Nothing! If it’s appealing, there’s certainly a high risk of it being copied. Companies can and do have similar EVPs, specifically those in the same industry. Yet employers can differentiate themselves by the way they execute their marketing and communications – it should give them a distinctive look and feel. Moreover, what will give you a competitive advantage, especially if your competitors say too many things, is ownership of a particular attribute, an offering you wish to be highly associated with.
5. Is an employer brand position eternal or can it be redefined?
The core of the EVP should stay the same. What we can learn from the most successful companies is that they have been consistent with their communications. As every professional knows, it takes a great deal of marketing and communication budget to hammer in one idea among your target group – once you’ve identified your distinctive position, it’s best to stick to it. If you don’t have an EVP, or optimal position, we say it’s a three year journey to reach the sweet spot. Annual evaluations need to be done, to see if you’re reaching the optimal position, and decisions need to be made to fine-tune messaging or put emphasis on different parts of the EVP if needed, i.e. depending on your current position in the market and where you would like to be. Overall, one can and should stay unique, however, in the execution of the marketing and communications. The brand idea should stay the same, but the style and tone of your communication will change according to the times. You’ll want to stay fresh and modern.

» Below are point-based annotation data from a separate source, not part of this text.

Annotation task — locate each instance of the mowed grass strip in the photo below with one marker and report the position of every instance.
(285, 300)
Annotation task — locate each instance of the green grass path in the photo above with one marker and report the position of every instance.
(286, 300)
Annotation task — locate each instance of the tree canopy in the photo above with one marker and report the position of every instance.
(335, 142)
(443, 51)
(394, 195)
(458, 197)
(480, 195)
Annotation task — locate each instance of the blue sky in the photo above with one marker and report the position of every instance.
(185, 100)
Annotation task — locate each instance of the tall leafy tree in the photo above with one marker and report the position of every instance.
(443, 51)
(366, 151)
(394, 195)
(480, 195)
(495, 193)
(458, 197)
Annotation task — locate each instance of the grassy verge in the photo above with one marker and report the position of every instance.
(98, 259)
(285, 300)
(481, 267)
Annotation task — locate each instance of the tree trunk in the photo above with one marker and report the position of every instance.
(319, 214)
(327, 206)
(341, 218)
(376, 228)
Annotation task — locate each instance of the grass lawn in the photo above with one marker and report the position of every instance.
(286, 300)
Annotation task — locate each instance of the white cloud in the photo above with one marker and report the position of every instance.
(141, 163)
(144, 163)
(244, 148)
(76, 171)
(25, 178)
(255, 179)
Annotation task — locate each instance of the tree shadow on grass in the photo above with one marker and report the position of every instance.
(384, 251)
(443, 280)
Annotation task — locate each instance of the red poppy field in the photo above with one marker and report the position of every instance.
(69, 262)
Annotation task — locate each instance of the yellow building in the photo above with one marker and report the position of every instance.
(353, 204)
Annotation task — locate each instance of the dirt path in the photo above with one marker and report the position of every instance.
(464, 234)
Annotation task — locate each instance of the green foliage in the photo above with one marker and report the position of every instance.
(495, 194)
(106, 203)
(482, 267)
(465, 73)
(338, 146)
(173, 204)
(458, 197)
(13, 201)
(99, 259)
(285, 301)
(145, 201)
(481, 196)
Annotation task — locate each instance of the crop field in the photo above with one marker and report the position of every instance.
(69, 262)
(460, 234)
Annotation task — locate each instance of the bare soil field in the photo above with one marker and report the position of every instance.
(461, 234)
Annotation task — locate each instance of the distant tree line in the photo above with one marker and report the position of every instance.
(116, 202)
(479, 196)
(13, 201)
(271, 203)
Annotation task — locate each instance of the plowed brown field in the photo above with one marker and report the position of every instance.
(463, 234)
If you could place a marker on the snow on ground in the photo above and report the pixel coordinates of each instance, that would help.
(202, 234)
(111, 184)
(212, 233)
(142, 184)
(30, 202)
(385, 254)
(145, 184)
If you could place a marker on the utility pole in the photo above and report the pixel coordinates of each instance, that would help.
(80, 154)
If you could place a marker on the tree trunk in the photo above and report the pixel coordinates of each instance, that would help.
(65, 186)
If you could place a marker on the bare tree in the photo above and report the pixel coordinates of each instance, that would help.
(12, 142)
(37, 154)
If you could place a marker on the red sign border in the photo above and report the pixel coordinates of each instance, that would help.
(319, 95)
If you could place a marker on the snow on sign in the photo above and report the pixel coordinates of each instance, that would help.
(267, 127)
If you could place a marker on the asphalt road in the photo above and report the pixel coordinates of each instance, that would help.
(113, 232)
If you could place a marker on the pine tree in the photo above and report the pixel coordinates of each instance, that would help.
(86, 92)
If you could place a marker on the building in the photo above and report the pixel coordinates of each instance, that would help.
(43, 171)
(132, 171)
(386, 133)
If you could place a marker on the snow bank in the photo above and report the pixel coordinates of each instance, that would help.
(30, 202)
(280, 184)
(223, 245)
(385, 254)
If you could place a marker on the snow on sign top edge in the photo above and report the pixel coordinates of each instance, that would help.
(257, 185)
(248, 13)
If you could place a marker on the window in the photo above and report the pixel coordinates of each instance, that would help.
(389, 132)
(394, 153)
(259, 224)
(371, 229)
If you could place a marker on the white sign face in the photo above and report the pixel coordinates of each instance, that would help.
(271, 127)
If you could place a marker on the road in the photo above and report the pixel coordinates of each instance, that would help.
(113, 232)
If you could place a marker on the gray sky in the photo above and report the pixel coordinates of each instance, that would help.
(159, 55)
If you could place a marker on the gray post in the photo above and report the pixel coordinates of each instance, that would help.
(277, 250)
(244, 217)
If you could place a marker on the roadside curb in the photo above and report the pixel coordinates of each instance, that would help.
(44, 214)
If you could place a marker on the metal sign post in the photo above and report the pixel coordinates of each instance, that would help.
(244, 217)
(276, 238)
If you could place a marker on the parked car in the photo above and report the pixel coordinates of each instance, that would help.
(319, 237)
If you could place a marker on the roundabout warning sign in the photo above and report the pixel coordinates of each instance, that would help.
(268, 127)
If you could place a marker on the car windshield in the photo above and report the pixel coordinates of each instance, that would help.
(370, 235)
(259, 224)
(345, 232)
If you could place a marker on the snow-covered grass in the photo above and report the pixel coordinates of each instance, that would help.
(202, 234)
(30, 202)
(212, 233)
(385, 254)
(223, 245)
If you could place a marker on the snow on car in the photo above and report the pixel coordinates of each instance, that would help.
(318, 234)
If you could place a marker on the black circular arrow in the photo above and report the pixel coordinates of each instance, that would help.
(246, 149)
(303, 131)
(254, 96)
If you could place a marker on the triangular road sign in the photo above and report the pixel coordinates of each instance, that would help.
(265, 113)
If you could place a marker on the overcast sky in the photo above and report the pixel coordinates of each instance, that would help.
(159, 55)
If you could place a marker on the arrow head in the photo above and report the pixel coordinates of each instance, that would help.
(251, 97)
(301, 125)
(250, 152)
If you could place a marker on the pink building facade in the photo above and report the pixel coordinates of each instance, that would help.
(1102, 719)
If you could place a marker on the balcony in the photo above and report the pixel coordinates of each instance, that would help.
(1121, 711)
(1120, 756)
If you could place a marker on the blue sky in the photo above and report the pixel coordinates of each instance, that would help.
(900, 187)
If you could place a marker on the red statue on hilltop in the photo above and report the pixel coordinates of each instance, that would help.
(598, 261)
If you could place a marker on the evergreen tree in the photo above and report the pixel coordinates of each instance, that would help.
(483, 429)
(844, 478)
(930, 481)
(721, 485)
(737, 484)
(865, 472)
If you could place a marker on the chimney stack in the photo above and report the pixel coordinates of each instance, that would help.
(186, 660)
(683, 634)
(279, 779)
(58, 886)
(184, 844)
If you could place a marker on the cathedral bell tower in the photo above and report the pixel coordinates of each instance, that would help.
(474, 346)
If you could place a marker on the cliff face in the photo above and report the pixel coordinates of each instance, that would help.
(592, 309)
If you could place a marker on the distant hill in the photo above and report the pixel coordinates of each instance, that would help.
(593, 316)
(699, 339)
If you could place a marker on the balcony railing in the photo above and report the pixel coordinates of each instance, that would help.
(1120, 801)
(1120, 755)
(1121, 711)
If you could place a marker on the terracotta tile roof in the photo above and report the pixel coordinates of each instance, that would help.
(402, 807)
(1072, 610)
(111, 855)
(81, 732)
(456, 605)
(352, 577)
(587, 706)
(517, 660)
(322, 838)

6. Are there risks that with a new employer brand position you alienate potential employees?
If you do your market research properly, the risk is minimal. The most important is to ensure that your EVP is authentic and true. On the one hand, if the external image is out of sync with the internal reality, it could be detrimental to your employer brand, by disillusioning potential talents and creating bad PR. On the other hand, your EVP needs to be aspirational to achieve optimal appeal – you’ll need to work hard in being a better employer, as nothing comes easily.
7. Are career-seekers the same and look for common traits in employers? If so, shouldn’t it then be hard to differentiate the employer brand without going to extremes?
On a very general level, we can see that career-seekers have common desires. However, when we start to segment them according to their gender, field of study, personality traits, etc. we see that they have in fact different needs and wants. From an employer branding perspective, one should dare to be different – one definitely doesn’t want to appeal to everybody. Opposites don’t attract! You’ll need a diversity of people and skills, but you’ll want everyone to share your corporate values and vision.
8. What are your final words of advice to employer branding professionals?
Find the sweet spot – that distinctive and unique place that will make you an attractive employer. Work hard to keep it! Be consistent! Stay true to it!
An example of Employer Brand positioning
An excellent way to visualise how a company can differentiate itself is by looking at the illustration below (click on image to see full size). Company X would like to attract UK business students who are high achievers. Research indicates that the target group finds a number of characteristics appealing, but the employer attributes that they find the most attractive are in the range of a company offering high responsibility and career progression as well as a prestigious and highly paid environment.
Currently company X is positioned with other employers in the area of being perceived as having inspirational leadership. Yet in this area the company doesn’t really stand out and it’s also a place that doesn’t drive employer preference.
If company X wants to differentiate itself from the competition, it is therefore best for it to move to the orange spot, the place that will increase the number of applications it receives. Although a hypothetical case, it’s a good example of how a company can position itself in such a way to make it unique, more attractive to its target group, and consequently more successful in its recruitment and retention of high achievers.